Selama itu pula Yvone masih menyimpan kebencian amat mendalam dengan orang-orang yang mengaku "pribumi" itu. Bahkan, mengingat atau mendengar nama Indonesia saja dia enggan.
(Baca juga : Pribumi dan Politik Populisme)
Kesedihan Yvone tak sampai di situ. Dia masih kerap menjumpai orang-orang yang mengolok-olok dirinya sebagai warga negara penjajah.

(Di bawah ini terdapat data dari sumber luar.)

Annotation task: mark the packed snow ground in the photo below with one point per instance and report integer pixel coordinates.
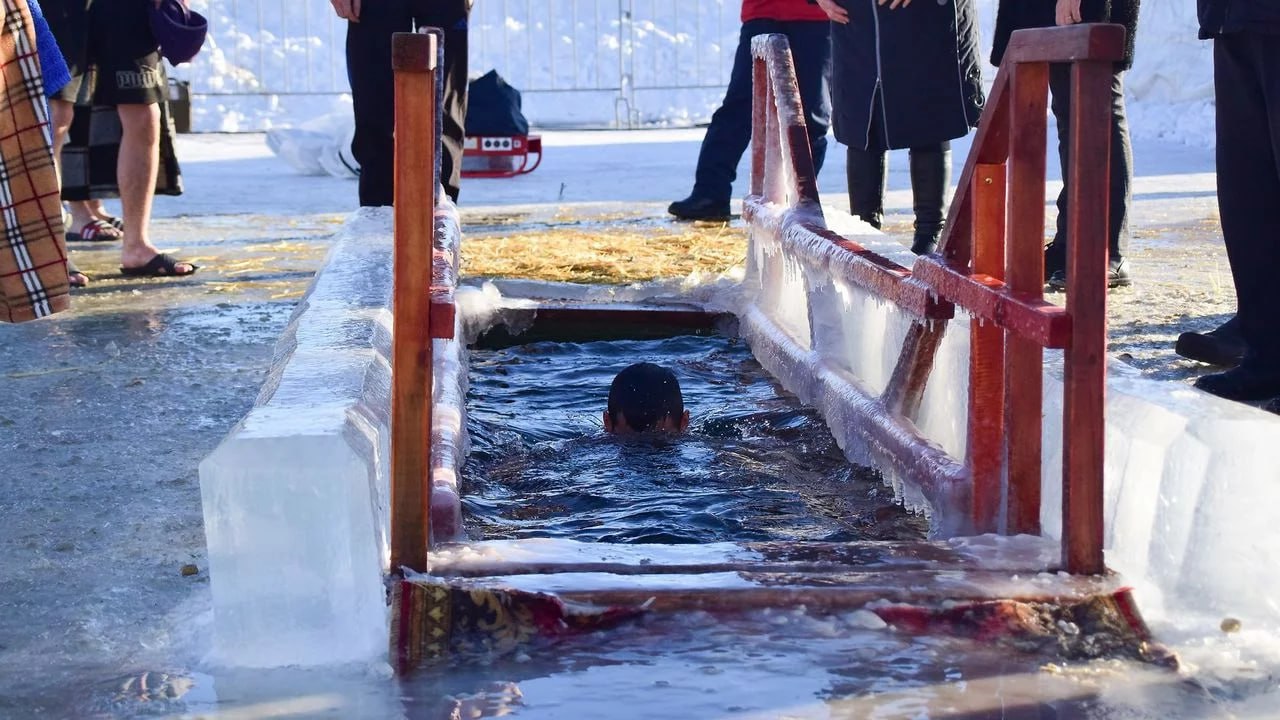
(603, 63)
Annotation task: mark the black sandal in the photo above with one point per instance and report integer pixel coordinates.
(163, 265)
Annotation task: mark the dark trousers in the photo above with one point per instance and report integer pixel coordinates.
(1247, 87)
(730, 131)
(867, 172)
(1121, 158)
(373, 89)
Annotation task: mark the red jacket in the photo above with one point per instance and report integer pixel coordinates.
(781, 10)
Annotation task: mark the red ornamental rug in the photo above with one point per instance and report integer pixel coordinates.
(433, 620)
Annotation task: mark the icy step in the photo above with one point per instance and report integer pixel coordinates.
(1016, 555)
(757, 589)
(768, 574)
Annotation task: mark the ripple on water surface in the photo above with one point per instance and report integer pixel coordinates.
(754, 464)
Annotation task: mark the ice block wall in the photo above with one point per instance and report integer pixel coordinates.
(1192, 482)
(296, 497)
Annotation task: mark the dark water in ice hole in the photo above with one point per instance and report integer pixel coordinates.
(754, 464)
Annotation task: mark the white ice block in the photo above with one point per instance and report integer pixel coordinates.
(295, 499)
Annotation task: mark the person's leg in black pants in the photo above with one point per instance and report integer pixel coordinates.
(1121, 178)
(727, 136)
(373, 90)
(1247, 87)
(451, 16)
(867, 172)
(810, 51)
(373, 94)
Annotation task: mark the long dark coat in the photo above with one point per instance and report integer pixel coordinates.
(1022, 14)
(1220, 17)
(918, 67)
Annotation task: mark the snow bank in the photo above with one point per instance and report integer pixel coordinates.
(606, 63)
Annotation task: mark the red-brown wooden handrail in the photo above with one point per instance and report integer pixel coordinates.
(425, 276)
(990, 261)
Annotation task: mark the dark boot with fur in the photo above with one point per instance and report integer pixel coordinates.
(867, 173)
(931, 173)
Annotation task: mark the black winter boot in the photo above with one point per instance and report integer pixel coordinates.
(931, 173)
(867, 173)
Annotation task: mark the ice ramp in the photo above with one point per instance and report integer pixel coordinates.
(488, 600)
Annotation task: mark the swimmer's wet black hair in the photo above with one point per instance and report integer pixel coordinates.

"Kalau ketemu orang Indonesia, masih sering ada yang mengatakan kalau kami (orang Belanda) itu penjajah. Menyiksa orang Indonesia 300 tahun. Saya sedih sekali," katanya sampil menepuk dada.
Meski menyimpan dendam, sejujurnya hati kecil Yvone sangat merindukan tanah kelahirannya itu, serta sosok ibu dan dua adiknya. Sampai suatu hari, sekitar tahun 1988, suami Yvone bertemu dengan keluarga asal Kampung Paten, Kota Magelang di sebuah bengkel mobil di Belanda.
Suaminya, Lucky, yang ternyata juga memilik darah Indonesia itu, berinisiatif untuk mempertemukan Yvone dengan keluarga tersebut. Yvone bahkan dibujuk suaminya agar mau bertemu mereka mengingat Yvone masih menyimpan kebencian.
"Saya dirayu, dibujuk, oleh suami saya, untuk bertemu mereka. Saya juga dipaksa supaya mau ke Indonesia (Kota Magelang) mencari rumah masa kecil saya, mama dan adik-adik, dengan pertolongan keluarga itu. Saya masih dendam saat itu, tapi akhirnya saya luluh...saya rindu rumah saya," ungkap Yvone.
Masih di tahun 1988, Yvone menguatkan diri terbang ke Indonesia menuju Kota Magelang. Dia dibantu keluarga asal Kampung Paten, mencari hingga dipertemukan dengan salah satu adiknya, Yulia Christine di Kampung Losmenan, Kota Magelang.
"Waktu bertemu (adik) serasa tidak percaya, dia ternyata masih ingat saya," ucapnya.